La habitación del hotel era una de esas estancias de techos altos y decoración recargada que serían del todo intolerables en cualquier otra ciudad, con sus aparatosos muebles de palacio; la cama con cabecera de remates dorados y las terriblemente cursis cortinas que enmarcaban la vista del canal. Le ofreció a Elena la gigantesca cama, y con las sillas de la habitación dibujó un biombo para delimitar su espacio, un remilgado sofá, más decorativo que práctico en el que dormía por las noches. Llegados a este punto, semejantes gestos de amabilidad hubieran resultado extraños, sin embargo esto no la inquietó en absoluto. Ninguna de las cosas que le iban a suceder le pareció extraña en su momento, como si de pronto lo asombroso resultase común, igual que en los sueños uno se acostumbra a volar, o a leer libros vacíos. Aceptó con total normalidad el hecho de que Christopher no pareciera dormir nunca, ni realizase sonido alguno; ni el ruido de la ducha, ni la puerta del lavabo. Parecía capaz de desaparecer cada vez que ella dejaba de mirarlo.

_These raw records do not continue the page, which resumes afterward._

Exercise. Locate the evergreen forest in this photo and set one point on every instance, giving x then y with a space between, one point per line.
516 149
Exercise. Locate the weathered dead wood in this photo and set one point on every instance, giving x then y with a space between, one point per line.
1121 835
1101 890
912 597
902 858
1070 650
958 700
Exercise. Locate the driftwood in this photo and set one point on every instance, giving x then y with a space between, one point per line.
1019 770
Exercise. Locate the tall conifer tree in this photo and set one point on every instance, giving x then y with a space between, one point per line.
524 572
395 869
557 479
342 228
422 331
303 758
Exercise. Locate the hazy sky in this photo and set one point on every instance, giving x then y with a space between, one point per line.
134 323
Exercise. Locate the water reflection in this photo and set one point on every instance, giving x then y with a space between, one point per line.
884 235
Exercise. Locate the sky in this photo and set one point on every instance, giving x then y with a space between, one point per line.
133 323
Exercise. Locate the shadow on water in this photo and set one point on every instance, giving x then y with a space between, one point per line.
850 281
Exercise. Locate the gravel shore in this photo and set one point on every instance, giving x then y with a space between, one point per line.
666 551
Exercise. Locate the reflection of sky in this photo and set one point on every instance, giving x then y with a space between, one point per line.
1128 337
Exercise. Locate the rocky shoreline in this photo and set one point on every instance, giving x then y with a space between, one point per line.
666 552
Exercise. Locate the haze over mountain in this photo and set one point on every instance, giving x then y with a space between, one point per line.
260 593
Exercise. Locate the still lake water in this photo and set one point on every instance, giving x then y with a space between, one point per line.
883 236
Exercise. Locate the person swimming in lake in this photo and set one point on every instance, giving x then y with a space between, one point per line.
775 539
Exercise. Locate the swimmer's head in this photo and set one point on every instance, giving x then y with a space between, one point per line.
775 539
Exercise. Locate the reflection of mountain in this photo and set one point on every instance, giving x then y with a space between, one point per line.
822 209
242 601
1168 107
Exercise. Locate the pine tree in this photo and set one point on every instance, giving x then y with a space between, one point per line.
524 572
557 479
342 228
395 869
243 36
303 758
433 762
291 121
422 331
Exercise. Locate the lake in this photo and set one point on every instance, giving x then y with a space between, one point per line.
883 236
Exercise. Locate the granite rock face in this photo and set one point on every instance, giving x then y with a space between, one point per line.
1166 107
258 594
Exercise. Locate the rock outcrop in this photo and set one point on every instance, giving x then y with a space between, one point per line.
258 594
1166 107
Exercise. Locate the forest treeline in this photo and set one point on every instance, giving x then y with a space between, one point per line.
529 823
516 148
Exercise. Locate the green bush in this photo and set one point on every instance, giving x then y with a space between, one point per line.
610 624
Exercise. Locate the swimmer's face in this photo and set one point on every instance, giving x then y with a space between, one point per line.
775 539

Pasearon juntos por Venecia durante días. En esta parte Elena sabía omitir los detalles, puesto que a nadie le interesa si visitaron primero el Ponte Vecchio o el Palacio Ducal. Tampoco importa que pasaran el año nuevo en la ciudad y cualquier anécdota acerca de estrenar los ochenta en una ciudad donde apenas hay rastro del siglo XX quedará para siempre en el olvido. Lo que importa fue una breve conversación después de una anodina comida en un restaurante de Il Ghetto. Estaban tomando de postre un esponjoso bizcocho de chocolate con salsa de fresa, ligeramente caliente, uno de esos postres que se degustan lentamente. Ella comentó lo delicioso que estaba, y el misterioso americano no dudó en puntualizar que prefería los pasteles de Elena. “Ese pastel de galletas que te gusta cocinar cuando te sobra tiempo el domingo por la tarde. Es mucho mejor que este postre”.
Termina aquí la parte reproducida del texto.